Varsa yoksa bakkal açık olacak. Sattığın ekmek ile süt. Onun dışında poşet dolusu alış veriş eden çıkmaz. Ama mesela bir saatlik iş için bakkalı kapatsan bütün millet kapıya dizilir. Hepsinin ağzında aynı laf. “Bakkal tembel. Bakkalda bir cacık olmaz. İşine kör bakan ekmeğine sahip çıkmayan adamdan hayır gelmez.”
Mustafa Çiftçi / Yazar
Bakkal işletmek ne zalım bir iştir. Gece gündüz dinlemez, bayram seyran bilmez, hastaymışsın perişanmışsın anlamaz. Varsa yoksa bakkal açık olacak. Sattığın ekmek ile süt. Onun dışında poşet dolusu alış veriş eden çıkmaz. Ama mesela bir saatlik iş için bakkalı kapatsan bütün millet kapıya dizilir. Hepsinin ağzında aynı laf. “Bakkal tembel. Bakkalda bir cacık olmaz. İşine kör bakan ekmeğine sahip çıkmayan adamdan hayır gelmez.”
Dertsiz kul mu var?
Yahu ben bakkal oldum diye tüm dertlerimden azat mı oldum? Benim de hastam, derdim, sıkıntım olamaz mı? Hayır yani Allah sıkıntı vermesin ama mesela insansın bir yerde. Dertsiz kul mu var? Benim sıkıntım olunca kim yetişecek? Büyük oğlanın fakültesi var okuyor. Küçük oğluma da değil bakkal bir bardak çay emanet edilmez. Aklını kovboyculukla bozmuş bir deli sıpa. Hal böyleyken bu bakkala kim bakacak? Ama bizim milletimize göre bakkal bir nevi dert babası olduğundan hem derdini çekeceksin hem bakkalı açık tutacaksın.

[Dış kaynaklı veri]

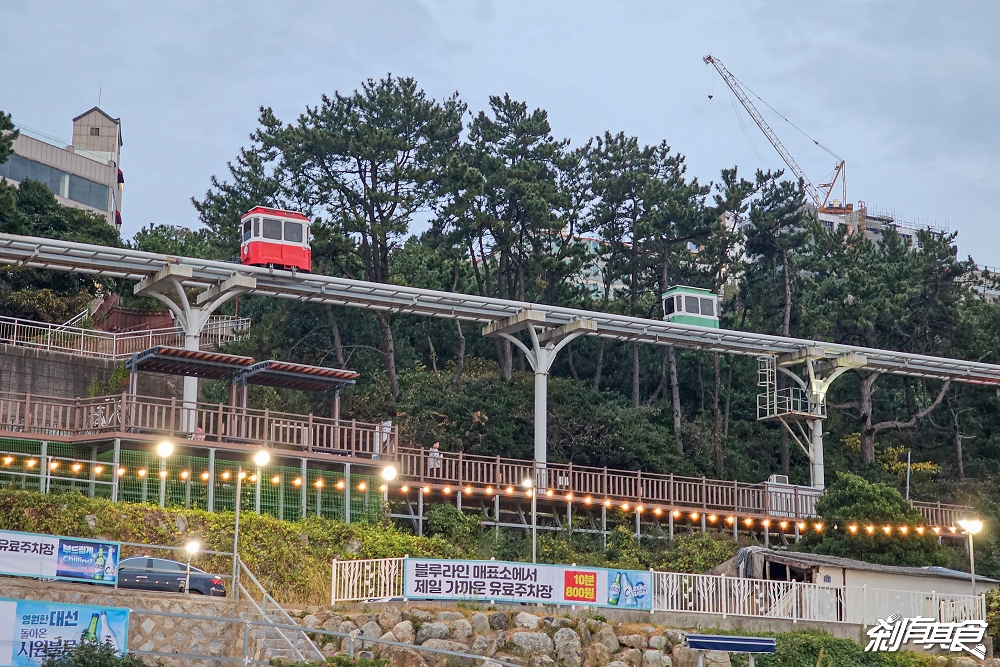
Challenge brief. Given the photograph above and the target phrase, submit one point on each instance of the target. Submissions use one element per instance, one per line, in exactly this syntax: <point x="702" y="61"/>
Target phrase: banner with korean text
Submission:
<point x="497" y="581"/>
<point x="53" y="557"/>
<point x="31" y="631"/>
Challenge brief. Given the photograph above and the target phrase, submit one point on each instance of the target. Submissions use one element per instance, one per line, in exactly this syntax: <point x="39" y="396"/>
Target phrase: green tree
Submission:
<point x="46" y="295"/>
<point x="7" y="136"/>
<point x="369" y="160"/>
<point x="870" y="507"/>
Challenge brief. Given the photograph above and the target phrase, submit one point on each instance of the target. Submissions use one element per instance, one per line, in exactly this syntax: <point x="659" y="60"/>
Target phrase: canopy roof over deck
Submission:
<point x="238" y="369"/>
<point x="287" y="375"/>
<point x="191" y="363"/>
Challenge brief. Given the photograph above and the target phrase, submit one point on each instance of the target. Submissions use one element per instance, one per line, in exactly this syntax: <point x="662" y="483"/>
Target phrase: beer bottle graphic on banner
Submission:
<point x="108" y="635"/>
<point x="614" y="591"/>
<point x="99" y="564"/>
<point x="627" y="591"/>
<point x="110" y="572"/>
<point x="90" y="634"/>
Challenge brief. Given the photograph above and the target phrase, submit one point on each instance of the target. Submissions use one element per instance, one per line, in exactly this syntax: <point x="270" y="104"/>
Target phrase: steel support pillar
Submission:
<point x="347" y="493"/>
<point x="304" y="488"/>
<point x="546" y="342"/>
<point x="166" y="286"/>
<point x="211" y="480"/>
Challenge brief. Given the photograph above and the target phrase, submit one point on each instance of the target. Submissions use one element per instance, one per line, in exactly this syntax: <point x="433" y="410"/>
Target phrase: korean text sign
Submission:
<point x="31" y="631"/>
<point x="426" y="579"/>
<point x="72" y="559"/>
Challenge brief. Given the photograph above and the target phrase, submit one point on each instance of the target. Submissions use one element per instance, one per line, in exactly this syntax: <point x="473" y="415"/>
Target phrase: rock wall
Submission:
<point x="520" y="637"/>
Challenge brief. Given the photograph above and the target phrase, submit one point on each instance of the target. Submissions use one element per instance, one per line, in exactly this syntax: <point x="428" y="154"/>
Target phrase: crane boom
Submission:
<point x="744" y="99"/>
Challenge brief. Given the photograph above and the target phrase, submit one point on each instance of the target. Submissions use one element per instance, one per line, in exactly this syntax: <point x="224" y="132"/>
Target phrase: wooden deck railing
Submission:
<point x="42" y="415"/>
<point x="673" y="492"/>
<point x="69" y="418"/>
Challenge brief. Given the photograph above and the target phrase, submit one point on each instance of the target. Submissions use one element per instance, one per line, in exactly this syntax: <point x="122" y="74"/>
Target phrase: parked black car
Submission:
<point x="160" y="574"/>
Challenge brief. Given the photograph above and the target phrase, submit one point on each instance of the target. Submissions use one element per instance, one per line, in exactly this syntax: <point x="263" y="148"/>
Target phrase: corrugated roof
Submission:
<point x="800" y="559"/>
<point x="194" y="363"/>
<point x="287" y="375"/>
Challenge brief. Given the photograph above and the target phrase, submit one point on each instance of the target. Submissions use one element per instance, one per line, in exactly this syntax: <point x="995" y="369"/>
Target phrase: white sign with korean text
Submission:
<point x="426" y="579"/>
<point x="892" y="633"/>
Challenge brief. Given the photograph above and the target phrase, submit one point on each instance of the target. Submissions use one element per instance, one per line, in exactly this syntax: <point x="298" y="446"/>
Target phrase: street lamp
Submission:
<point x="192" y="548"/>
<point x="971" y="527"/>
<point x="260" y="459"/>
<point x="529" y="484"/>
<point x="164" y="450"/>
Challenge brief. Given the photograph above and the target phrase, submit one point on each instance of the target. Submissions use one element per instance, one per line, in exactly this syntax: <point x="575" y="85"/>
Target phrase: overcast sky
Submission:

Uykuya en çok şoförler bir de bakkallar doyamazmış. Bu lafı ben söyledim. Diğer mesleklerde bir uyku fasılası olur. Azıcık da olsa uyurlar. Lakin şoför de bakkal da saatle çalıştığından uykuya doyamazlar. Sabah altıda açık olacaksın. Neden yedi değil de altı? Çünkü fırıncı kısmı er sabahtan çalışmaya başlar. Bir fırından beklenen nedir? Sabah kahvaltısında çıtır ekmektir değil mi? Fırın da kendinden bekleneni yapar. Sabah getirir ekmeği. Bakkalı açık bulamaz da geri dönerse bittin. Fırıncının aksi olanı hiç çekilmez. Gitmiş ekmek geri gelmez. Fırıncıyla aran iyi olsun istiyorsan. Parasını geciktirmemen yetmez. Her sabah kapına geldiğinde bakkalı açık bulması lazımdır. İmkan verilse mesela ben bu fırıncı kısmının huylarını bir televizyon kanalına anlatsam. Mesela TRT herkese mikrofon uzatıyor bir de bakkal kısmının fırıncılardan çektiklerini sorsa da anlatsam. Ama burada da vatandaş bakkalı değil fırıncıyı haklı bulur. Bizim milletimiz ekmek satana kıyamaz. Ekmeğe olan hürmeti sebebiyle fırıncı kısmını ekmeğinin peşinde koşan bir garip adam olarak görür. Fırıncılar ekmek parası peşindedir de biz mesela neyin peşindeyiz? Bakkal oldun mu seni kimse dinlemez. Misal bizim evde hanım iki oğlum bir de kızım var. Sorsan onlar da benim dediğime itiraz etmezler. Her halime eyvallah ederler. Ama iş hiç öyle değil.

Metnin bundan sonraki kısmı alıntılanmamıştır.